I was experimenting with Frullani integral again, and obtained a very curious series:
$$\sum_{k=0}^\infty \frac{{_2 F_1} (2k+1,2k+1;4k+2;s)}{(2k+1)^2 \binom{4k+2}{2k+1} r^{2k+1}}= \frac{1}{4} \log (a) \log (b)$$
Here:
$$r= \frac{1}{2} \frac{ab+1+a+b}{ab+1-a-b} \left(1+\sqrt{1-\frac{16 ab}{(ab+1+a+b)^2}} \right)$$
$$s= \frac{2\sqrt{1-\frac{16 ab}{(ab+1+a+b)^2}}}{1+\sqrt{1-\frac{16 ab}{(ab+1+a+b)^2}}} $$
For example:
$$\sum_{k=0}^\infty \frac{{_2 F_1} (2k+1,2k+1;4k+2;\sqrt{3}-1)}{(2k+1)^2 \binom{4k+2}{2k+1} (3+\sqrt{3})^{2k+1}}= \frac{1}{4} \log (2) \log (3)$$
What's really amazing is that $7$ terms of the series already give $16$ correct digits for the right hand side: $0.1903750026047022 \ldots$. On the other hand $48$ terms give $100$ correct digits.
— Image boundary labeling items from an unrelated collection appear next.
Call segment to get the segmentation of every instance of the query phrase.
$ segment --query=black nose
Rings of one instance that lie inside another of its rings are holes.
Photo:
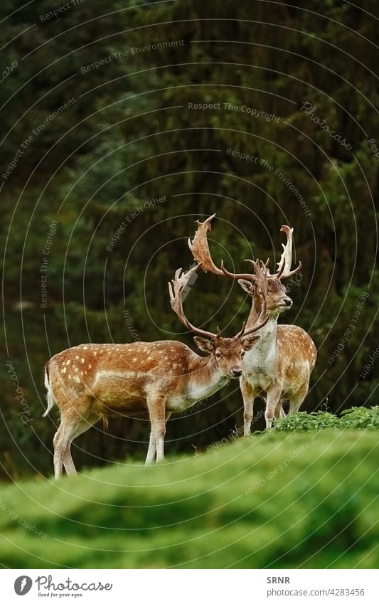
[[[234,369],[232,369],[232,373],[233,376],[235,376],[236,378],[239,378],[242,374],[242,370],[239,367],[235,367]]]

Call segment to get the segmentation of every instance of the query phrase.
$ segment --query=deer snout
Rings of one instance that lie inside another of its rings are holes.
[[[292,306],[292,300],[291,298],[289,298],[288,296],[284,296],[282,299],[283,304],[286,306],[291,307]]]
[[[235,378],[240,378],[242,374],[242,370],[240,367],[233,367],[232,369],[232,374]]]

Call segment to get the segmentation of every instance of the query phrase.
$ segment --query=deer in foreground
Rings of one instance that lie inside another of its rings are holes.
[[[166,423],[173,412],[181,412],[210,396],[231,378],[242,375],[242,359],[260,339],[255,332],[268,320],[265,297],[267,278],[257,270],[257,282],[262,295],[261,312],[249,329],[245,324],[233,338],[198,329],[186,319],[183,291],[198,265],[169,284],[171,307],[190,331],[201,356],[178,341],[133,344],[86,344],[55,354],[45,366],[48,415],[54,404],[60,412],[60,425],[54,436],[55,478],[76,474],[70,453],[73,440],[110,415],[134,415],[147,412],[151,423],[146,463],[164,459]]]
[[[203,223],[198,221],[198,229],[193,240],[188,240],[188,245],[195,260],[201,263],[205,272],[209,271],[223,277],[237,280],[242,289],[252,297],[252,308],[247,322],[249,326],[255,324],[257,317],[262,310],[264,302],[256,274],[235,274],[228,271],[221,263],[218,268],[214,264],[209,250],[207,232],[210,230],[210,223],[215,214]],[[286,233],[287,241],[278,263],[277,272],[268,272],[268,260],[265,265],[253,260],[247,260],[257,267],[267,269],[267,291],[265,304],[269,314],[268,322],[257,333],[260,339],[254,349],[245,356],[240,388],[244,406],[244,435],[250,433],[253,415],[254,399],[262,396],[266,399],[265,418],[266,428],[272,427],[274,417],[284,417],[282,401],[289,403],[289,413],[299,410],[309,387],[309,378],[316,363],[317,350],[308,334],[297,325],[278,325],[281,312],[291,308],[292,300],[286,293],[282,280],[292,277],[301,268],[301,263],[291,270],[292,263],[293,229],[287,225],[281,231]]]

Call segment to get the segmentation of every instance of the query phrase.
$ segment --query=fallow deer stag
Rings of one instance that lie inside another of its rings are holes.
[[[147,412],[151,433],[146,463],[164,459],[166,423],[173,412],[183,411],[206,398],[242,374],[242,358],[260,336],[255,332],[268,320],[267,278],[257,270],[262,302],[255,323],[242,326],[233,338],[221,337],[193,327],[183,310],[183,290],[198,265],[181,276],[175,273],[169,285],[171,304],[183,324],[197,335],[201,356],[178,341],[133,344],[86,344],[53,356],[45,367],[48,390],[47,415],[54,404],[60,412],[60,425],[54,436],[55,478],[76,474],[70,453],[73,440],[98,420],[107,424],[114,415]]]
[[[209,250],[207,232],[210,230],[210,223],[215,214],[203,223],[198,223],[198,230],[193,241],[188,245],[195,260],[201,263],[204,271],[209,271],[223,277],[237,280],[240,285],[252,298],[251,311],[247,326],[255,324],[257,317],[262,310],[262,295],[257,282],[256,275],[229,272],[221,263],[218,268],[214,264]],[[283,252],[278,270],[274,275],[267,272],[267,309],[269,314],[267,323],[258,332],[262,337],[254,350],[251,350],[243,359],[240,387],[244,405],[244,434],[250,433],[253,415],[254,399],[262,396],[266,399],[265,418],[266,428],[272,425],[274,417],[284,417],[282,401],[289,403],[289,413],[295,413],[301,405],[309,387],[309,378],[316,363],[317,351],[308,334],[297,325],[278,325],[281,312],[290,308],[292,300],[287,295],[286,288],[281,282],[301,268],[301,263],[291,270],[292,263],[293,229],[284,225],[281,231],[286,233],[287,244]],[[255,272],[257,267],[267,267],[258,260],[247,260],[252,264]],[[268,271],[268,269],[267,269]]]

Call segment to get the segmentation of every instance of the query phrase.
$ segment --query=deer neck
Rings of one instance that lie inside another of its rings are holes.
[[[191,399],[200,401],[225,386],[230,378],[221,373],[212,356],[196,357],[188,366],[188,391]]]
[[[260,312],[259,305],[253,303],[247,319],[247,329],[256,324]],[[266,324],[256,332],[260,338],[245,356],[244,373],[269,374],[272,371],[277,359],[278,317],[276,314],[270,315]]]

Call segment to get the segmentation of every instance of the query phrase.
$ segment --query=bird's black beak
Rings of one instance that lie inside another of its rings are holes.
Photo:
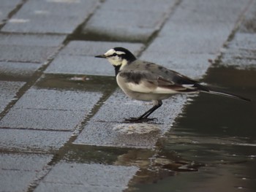
[[[96,55],[96,58],[107,58],[105,55]]]

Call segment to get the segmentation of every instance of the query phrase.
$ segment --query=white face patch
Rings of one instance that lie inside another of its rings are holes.
[[[116,55],[115,55],[115,53]],[[122,51],[116,51],[114,49],[108,50],[104,55],[107,57],[108,61],[113,66],[124,66],[127,64],[127,61],[122,59],[120,55],[125,54]]]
The result might be pretty useless for computations, because the terms feature hypergeometric functions, but they are a very special case (${_2 F_1} (n,n;2n;x)$) and probably have some special properties which could make them easier to evaluate.
Have you seen any series like that? Is there a list of series with ${_2 F_1}$ terms which have elementary closed forms?
How would you prove this result? Can it lead to any useful or interesting identities?
As a more practical question, can we express $a(r,s)$ and $b(r,s)$ in radicals?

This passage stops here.